- Origin: Pasadena, California
- Genres: Psychedelic rock, Experimental, Drone
- Years active: 1989–present
- Labels: Strange Attractors Audio House Emperor Jones Camera Obscura September Gurls Reverb Worship Stoned To Death Feathered Coyote Records Sunrise Ocean Bender Deep Water Acres
- Members: Eric Arn, Christoph Weikinger, Antonio Rosa de Pauli, Xavier Scholz

= Primordial Undermind =

Experimental/psychedelic rock band

Primordial Undermind is an experimental/psychedelic rock band, begun in 1988 when guitarist Eric Arn of Connecticut's Crystalized Movements (the 80's band of guitar hero Wayne Rogers of Major Stars, Magic Hour) moved to California, and continuing today in Austria. Arn initially went to London in 1989 to record demos with the Bevis Frond's Nick Saloman. These sessions produced "Swimming the Ultramoon" for the 1991 7" compilation "If I Could Hear You I Would Hit You" on Baby Huey.

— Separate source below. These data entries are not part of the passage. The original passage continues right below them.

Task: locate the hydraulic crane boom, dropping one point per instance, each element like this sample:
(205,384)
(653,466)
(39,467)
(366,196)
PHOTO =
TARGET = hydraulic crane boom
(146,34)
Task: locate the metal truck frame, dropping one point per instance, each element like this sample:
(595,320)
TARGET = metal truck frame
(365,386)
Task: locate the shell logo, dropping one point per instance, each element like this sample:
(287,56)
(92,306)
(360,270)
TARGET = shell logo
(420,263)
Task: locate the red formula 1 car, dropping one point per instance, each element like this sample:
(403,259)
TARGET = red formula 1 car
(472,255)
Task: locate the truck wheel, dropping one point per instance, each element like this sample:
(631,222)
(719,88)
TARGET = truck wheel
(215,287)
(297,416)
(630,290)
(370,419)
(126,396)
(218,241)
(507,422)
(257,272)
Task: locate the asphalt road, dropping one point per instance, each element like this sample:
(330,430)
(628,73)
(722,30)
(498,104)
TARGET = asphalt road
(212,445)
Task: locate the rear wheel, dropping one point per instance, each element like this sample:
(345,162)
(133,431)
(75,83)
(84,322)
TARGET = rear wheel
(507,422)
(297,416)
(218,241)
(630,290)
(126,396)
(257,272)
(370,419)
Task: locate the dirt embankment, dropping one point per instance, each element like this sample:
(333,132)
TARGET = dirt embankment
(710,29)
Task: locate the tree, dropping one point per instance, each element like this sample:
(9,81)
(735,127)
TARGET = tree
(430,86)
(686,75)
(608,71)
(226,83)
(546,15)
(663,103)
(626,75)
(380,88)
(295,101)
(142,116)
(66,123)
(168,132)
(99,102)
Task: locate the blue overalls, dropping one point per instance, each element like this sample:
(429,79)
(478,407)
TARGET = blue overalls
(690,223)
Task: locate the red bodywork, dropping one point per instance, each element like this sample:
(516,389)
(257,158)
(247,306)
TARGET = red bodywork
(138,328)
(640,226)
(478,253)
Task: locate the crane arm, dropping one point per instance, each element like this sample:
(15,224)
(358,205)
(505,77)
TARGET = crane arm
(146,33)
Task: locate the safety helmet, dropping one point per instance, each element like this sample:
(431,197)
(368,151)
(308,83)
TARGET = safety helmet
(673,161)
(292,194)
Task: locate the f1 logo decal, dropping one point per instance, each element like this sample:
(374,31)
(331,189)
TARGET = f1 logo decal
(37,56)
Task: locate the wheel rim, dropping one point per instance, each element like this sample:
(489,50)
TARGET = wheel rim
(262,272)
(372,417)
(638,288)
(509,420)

The band has a policy of open, collective membership, leading to numerous lineups over the years. Their Los Angeles County residency from 1991 to 1995 produced the "Sferic Mandalas from the Ecclips'd Eye" 7" on Baby Huey, "Aenesthetic Revelations" 7" on Dionysus, and a full-length cassette on Shrimper Records called "And All Tall Monsters Stand". Two albums were released in 1994 and 1997: "Yet More Wonders of the Invisible World" on September Gurls of Germany, and "You and Me and the Continuum" on the Australian label Camera Obscura.

In 1996 the band relocated to Boston, appearing at the Deep Heaven festivals (which they in large part initiated), and the Ptolemaic Terrascope's Terrastock festival. In 1998 the group moved to the SF Bay area where they performed at Terrastock II and recorded PU's third album "Universe I've Got". This prompted the band's first tour, where they were joined by Salamander (Minneapolis, MN) and Overhang Party (Tokyo) for a trip from west to east coast and back, including a stop at the Insidious Spectacle fest in Philadelphia.
1999 found the band moving to Austin, Texas. Here, a relatively spare quartet including guitarist Tom Carter (of Charalambides) recorded the Undermind's fourth album "Beings of Game P-U" and a full septet produced "Thin Shells of Revolution", for Austin's Emperor Jones label. The band appeared at SXSW (five times), and toured at various times with Kinski, Davis Redford Triad, and ST37.

In 2005 the Undermind settled in Vienna, Austria. A series of recording sessions just before the move produced an album, "Loss of Affect" which was released on Strange Attractors Audio House in fall, 2006. Further touring of the US followed in 2007, of the UK in 2008 and 2011, and throughout Europe in 2007, 2008, 2010, 2012, and 2013. A new album, "Last Worldly Bond" was recorded live in Vienna at the infamous Amann Studios and released on Strange Attractors Audio House in early 2011. A limited edition live album "Live in Austin" was released by UK label Reverb Worship in May, 2013.

A collaborative improvised album with English noise-rockers Thought Forms followed on Reverb Worship in 2014. Two more live albums, recorded in 1997 and 2003, were released by Feathered Coyote Records in 2015–2016. Primordial Undermind's long-awaited latest studio album "An Imaginal Abydos" was released as an LP on the Sunrise Ocean Bender and Deep Water Acres labels in summer 2022, and has garnered rave reviews.